My experience with my bariatric surgeon’s support group is that it was useful in preparing me pre-surgery and for a short-term post-op in managing my new anatomy. However, it did little to educate me on how to maintain permanent weight loss. My surgeon told me, “I do the surgery. The rest is up to you.” So, how can we sustain permanent weight loss after bariatric weight-loss surgery? OA Overeaters Anonymous after surgery helped me to change my emotional relationship with food.
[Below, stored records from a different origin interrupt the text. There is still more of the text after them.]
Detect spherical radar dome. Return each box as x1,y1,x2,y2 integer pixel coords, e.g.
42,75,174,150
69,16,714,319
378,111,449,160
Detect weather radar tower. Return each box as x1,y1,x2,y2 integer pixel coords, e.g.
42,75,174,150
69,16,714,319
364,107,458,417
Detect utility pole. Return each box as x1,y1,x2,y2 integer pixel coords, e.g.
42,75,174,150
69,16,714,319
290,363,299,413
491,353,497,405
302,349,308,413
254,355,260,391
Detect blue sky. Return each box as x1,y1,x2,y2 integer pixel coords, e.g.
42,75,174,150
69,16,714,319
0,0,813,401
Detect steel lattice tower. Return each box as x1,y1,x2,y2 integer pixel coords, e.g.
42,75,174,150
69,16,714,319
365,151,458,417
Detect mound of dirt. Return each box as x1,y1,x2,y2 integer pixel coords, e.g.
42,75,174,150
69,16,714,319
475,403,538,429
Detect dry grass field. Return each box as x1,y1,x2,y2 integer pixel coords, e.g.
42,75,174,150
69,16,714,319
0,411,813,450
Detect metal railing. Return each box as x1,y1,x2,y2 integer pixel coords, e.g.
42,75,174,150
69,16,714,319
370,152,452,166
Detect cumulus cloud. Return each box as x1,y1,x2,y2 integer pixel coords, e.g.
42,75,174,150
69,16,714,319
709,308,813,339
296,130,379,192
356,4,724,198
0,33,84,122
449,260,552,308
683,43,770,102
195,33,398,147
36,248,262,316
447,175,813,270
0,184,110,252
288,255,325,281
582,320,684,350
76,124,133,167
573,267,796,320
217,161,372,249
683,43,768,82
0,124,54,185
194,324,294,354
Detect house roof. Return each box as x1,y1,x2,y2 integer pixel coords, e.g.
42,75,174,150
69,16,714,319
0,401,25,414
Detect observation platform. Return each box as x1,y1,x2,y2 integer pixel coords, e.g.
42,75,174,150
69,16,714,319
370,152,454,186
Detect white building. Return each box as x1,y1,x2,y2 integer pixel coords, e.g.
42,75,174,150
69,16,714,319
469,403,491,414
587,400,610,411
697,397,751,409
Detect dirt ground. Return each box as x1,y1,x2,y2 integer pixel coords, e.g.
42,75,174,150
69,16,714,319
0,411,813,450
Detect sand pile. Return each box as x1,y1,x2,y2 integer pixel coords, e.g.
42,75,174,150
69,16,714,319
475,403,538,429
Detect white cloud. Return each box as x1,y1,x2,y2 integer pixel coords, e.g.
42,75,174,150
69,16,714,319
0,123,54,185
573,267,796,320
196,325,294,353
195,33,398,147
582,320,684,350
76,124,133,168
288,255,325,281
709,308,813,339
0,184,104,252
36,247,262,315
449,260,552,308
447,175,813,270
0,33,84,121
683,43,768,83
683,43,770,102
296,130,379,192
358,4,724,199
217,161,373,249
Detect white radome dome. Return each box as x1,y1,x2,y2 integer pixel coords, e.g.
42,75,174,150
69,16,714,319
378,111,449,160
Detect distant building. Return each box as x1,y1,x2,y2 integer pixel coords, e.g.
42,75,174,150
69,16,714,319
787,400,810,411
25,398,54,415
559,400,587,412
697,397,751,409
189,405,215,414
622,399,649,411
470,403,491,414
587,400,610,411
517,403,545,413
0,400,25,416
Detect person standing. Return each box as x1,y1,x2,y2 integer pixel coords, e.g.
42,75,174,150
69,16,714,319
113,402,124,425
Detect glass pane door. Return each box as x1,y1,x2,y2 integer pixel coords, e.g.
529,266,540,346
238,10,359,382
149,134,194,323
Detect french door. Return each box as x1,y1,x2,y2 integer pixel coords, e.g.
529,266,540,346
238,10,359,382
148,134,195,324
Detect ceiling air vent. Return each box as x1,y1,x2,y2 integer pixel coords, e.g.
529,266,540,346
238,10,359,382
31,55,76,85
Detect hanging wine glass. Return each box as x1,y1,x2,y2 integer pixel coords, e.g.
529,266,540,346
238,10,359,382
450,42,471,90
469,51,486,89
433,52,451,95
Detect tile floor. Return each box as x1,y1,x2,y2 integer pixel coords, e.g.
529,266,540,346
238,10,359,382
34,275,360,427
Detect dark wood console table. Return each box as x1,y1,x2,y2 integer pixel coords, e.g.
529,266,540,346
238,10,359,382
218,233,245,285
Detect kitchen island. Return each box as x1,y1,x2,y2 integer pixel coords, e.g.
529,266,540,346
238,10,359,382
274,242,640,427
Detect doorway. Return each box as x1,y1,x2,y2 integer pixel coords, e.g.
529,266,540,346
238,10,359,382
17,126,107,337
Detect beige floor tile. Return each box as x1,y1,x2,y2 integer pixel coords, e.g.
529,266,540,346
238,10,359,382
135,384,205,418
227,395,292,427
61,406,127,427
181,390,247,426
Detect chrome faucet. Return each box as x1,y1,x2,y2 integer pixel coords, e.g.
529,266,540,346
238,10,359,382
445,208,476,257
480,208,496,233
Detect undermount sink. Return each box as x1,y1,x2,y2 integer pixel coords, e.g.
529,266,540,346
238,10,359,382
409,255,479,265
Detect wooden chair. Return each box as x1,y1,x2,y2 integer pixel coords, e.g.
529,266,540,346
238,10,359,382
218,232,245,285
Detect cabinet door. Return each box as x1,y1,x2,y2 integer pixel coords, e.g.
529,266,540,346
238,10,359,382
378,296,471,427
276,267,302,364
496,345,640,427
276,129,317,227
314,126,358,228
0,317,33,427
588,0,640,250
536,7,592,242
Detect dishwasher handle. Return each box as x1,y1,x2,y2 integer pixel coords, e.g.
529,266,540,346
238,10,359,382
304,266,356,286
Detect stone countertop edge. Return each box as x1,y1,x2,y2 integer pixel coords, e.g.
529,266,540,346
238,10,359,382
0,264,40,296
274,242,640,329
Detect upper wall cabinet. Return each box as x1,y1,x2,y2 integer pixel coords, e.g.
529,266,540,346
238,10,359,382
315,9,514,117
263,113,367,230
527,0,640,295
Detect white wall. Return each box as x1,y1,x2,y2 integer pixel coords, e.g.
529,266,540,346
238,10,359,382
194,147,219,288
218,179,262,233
The Tools I Use: OA Overeaters Anonymous
OA Overeaters Anonymous (OA) offers a program of recovery from compulsive overeating using the Twelve Steps and Twelve Traditions of OA, based on AA — Alcoholics Anonymous. Support group meetings and other tools provide a fellowship of experience, strength, and hope where members respect one another’s anonymity. OA charges no dues or fees; it is self-supporting through member contributions on a completely voluntary basis. Pay as you go and what you can afford — $1, $2, or nothing at all.
If you want to change your behaviors, change the way that you relate to food, and maintain permanent weight loss and disease management, please check out OA Overeaters Anonymous.
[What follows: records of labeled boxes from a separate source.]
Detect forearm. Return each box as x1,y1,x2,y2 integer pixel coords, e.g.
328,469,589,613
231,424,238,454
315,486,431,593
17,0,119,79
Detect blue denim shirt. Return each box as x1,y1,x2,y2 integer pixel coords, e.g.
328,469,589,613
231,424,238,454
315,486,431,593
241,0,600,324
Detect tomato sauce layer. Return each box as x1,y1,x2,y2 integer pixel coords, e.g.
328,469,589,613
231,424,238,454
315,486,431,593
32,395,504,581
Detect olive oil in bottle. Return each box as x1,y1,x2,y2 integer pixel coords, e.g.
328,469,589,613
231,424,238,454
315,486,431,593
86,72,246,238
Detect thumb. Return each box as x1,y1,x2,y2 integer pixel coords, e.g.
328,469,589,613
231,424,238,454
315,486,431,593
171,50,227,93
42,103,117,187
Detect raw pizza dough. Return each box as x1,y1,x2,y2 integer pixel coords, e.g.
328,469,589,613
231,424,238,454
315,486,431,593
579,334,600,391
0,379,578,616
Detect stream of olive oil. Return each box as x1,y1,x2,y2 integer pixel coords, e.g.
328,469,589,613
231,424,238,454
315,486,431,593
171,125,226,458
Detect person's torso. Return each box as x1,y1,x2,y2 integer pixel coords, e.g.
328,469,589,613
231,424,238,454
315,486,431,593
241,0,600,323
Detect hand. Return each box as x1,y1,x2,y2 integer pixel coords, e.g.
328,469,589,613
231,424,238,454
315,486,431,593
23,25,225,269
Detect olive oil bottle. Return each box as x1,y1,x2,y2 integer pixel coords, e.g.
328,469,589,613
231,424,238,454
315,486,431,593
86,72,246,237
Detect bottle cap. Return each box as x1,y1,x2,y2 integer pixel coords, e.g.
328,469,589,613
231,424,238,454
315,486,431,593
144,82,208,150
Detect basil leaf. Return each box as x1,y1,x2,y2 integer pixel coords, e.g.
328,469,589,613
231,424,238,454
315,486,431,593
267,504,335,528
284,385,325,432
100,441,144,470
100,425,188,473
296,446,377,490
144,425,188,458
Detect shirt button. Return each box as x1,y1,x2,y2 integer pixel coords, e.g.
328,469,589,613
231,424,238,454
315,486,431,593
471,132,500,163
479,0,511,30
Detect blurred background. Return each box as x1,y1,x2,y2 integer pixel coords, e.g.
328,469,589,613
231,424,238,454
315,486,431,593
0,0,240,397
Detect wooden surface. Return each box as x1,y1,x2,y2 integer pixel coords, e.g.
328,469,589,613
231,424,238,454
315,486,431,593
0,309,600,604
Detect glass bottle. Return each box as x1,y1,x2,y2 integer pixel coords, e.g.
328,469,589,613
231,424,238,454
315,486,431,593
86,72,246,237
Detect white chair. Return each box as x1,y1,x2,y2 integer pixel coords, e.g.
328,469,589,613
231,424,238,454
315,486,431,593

Unlike other organizations, OA Overeaters Anonymous is not just about weight loss, obesity or diets; it addresses physical, emotional, and spiritual well-being. Contrary to what many people think, OA is not a religious organization. It also does not promote any particular diet, although in the groups in which I participate many people follow Kay Sheppard’s plan of eating or a modified version thereof. To address weight loss, OA encourages members to develop a food plan with a healthcare professional and a sponsor. If you want to change your behaviors, change the way that you relate to food, and maintain permanent weight loss and disease management, please check out Overeaters Anonymous.
What does OA mean to me?
I developed my food plan with a nutritionist who understood the unique needs of a bariatric lifestyle. My goal in meeting with her was to setup a healthy ‘lifelong’ eating and exercise plan that accomodates my very specific dietary needs based on my medical conditions. One thing she identified is that I am insulin resistant (I am, afterall, a diabetic type II) and educated me on the specific needs of my diet. She pointed out that in order to lose weight, I’d need to balance the protein to carb grams ratio at every meal 2:1.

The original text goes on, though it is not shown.